While the light stand, when normally extended without the leg extensions, seems to be a bit shorter than the Lumopro (which reaches around 1.9m), the extendable legs add quite a lot to the height, allowing the light stand to reach 2.25m, which is taller than what the Nano-type clones are capable of.
The Evo light stand is considerably more stable than the Nano due to the tube legs and the greater standing area it takes up. Of course, if sandbags or other weights are being used to keep the legs stable, the folding mechanism means it is possible to flatten the legs to the ground, just like the Nano clones.
A comparison of the legs. At the end of the Evo’s leg is a rubber knob. It’s a bit less grippy than the Lumopro rubber foot I am used to, but will serve its purpose. No spike though, but it’s not such a critical feature.
When folded up, the Evo light stand is noticeably bulkier than the Lumopro. It is also around 1 or 2 centimetres longer, and with a weight of 1.65kg, around half a kg heavier than the Lumopro. However, all these are within the tolerance of my bag.
Unlike the Lumopro light stands which only have one reinforcing metal strip for each of the legs, the Evo has two. Unfortunately, variable build quality applies here as well: note that the metal strips are bent, and are supposed to be positioned so the bend goes outwards from the legs. Look at the outermost leg of the Evo in the photo above. One of the metal strips has been flipped during assembly so the bend goes inward, toward the leg. I can’t fix this, unfortunately. It doesn’t affect the performance as far as I can tell.
The Evo light stand is a great concept, and it resolves a classic problem for the portable off-camera flash user. While it is bulkier and a bit lengthier than the Nano-type light stands, the improvements in positioning versatility, maximum height, and stability tilts my opinion in its favour.
However, the execution of the product itself does leave a bit to be desired.
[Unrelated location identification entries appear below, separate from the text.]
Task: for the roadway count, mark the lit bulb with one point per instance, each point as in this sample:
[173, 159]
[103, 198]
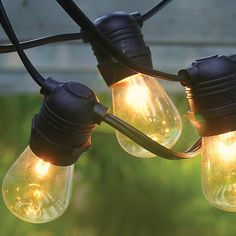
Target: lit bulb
[141, 101]
[218, 170]
[37, 191]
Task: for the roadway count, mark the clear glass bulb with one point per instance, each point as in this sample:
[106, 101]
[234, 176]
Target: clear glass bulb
[218, 170]
[141, 101]
[37, 191]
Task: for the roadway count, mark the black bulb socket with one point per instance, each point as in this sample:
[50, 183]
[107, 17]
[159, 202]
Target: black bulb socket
[62, 130]
[210, 85]
[124, 32]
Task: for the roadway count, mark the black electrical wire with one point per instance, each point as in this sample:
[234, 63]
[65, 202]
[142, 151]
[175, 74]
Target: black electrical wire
[41, 41]
[38, 78]
[155, 9]
[97, 37]
[146, 142]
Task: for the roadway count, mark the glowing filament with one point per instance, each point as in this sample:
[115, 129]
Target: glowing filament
[41, 168]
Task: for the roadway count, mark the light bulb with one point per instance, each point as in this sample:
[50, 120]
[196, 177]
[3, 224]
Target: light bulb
[37, 191]
[141, 101]
[218, 170]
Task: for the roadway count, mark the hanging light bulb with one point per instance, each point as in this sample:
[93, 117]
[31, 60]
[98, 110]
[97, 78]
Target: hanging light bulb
[37, 191]
[142, 102]
[137, 98]
[218, 170]
[210, 88]
[37, 188]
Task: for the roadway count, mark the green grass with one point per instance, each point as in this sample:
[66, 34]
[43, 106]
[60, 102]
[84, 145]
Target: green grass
[116, 194]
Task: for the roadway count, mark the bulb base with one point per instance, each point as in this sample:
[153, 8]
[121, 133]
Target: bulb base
[124, 32]
[62, 130]
[211, 90]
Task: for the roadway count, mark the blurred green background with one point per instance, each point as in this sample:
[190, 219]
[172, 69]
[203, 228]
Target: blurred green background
[115, 194]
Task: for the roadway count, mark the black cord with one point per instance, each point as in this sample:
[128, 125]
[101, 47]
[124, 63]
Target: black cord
[94, 35]
[146, 142]
[155, 9]
[38, 78]
[41, 41]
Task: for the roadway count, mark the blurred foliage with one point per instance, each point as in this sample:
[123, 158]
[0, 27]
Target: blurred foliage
[116, 194]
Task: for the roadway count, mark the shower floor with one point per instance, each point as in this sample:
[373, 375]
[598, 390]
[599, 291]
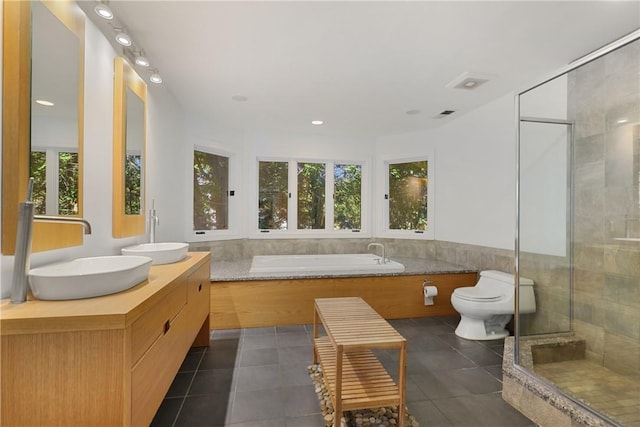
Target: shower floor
[604, 390]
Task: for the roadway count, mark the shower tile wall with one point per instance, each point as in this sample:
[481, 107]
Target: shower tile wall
[606, 286]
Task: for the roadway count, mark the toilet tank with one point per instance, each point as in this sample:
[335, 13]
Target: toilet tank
[492, 279]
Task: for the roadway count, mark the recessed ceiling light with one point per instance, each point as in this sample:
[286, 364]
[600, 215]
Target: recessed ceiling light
[104, 11]
[142, 60]
[123, 38]
[155, 77]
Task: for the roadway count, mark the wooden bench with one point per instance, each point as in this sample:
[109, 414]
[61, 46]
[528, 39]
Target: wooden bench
[353, 375]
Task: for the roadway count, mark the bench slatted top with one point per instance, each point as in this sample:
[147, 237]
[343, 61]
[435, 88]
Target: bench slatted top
[353, 324]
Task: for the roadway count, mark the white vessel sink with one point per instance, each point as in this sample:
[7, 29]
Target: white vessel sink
[88, 277]
[160, 253]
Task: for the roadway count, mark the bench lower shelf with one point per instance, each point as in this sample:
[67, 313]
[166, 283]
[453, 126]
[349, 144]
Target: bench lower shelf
[365, 382]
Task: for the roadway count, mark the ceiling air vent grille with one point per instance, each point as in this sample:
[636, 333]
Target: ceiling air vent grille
[444, 114]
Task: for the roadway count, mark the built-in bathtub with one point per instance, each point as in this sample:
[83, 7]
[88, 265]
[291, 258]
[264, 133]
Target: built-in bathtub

The relatively stiff and difficult to operate knobs, the interference caused by the size of the knobs, the jerky extension and retraction action for the riser sections, and the variable build quality indicated by the random loose screw and flipped support piece – these indicate manufacturing practises which have prioritised cost over useability. To be sure, the price of AUD$74.95 is quite tempting for the features, but for someone who uses light stands heavily, those little ergonomic annoyances will undoubtedly add up.
That said, the benefits of the Evo cannot be discounted. It has found a place in my regular shooting kit. I only hope that I will be able to get used to its little quirks in time.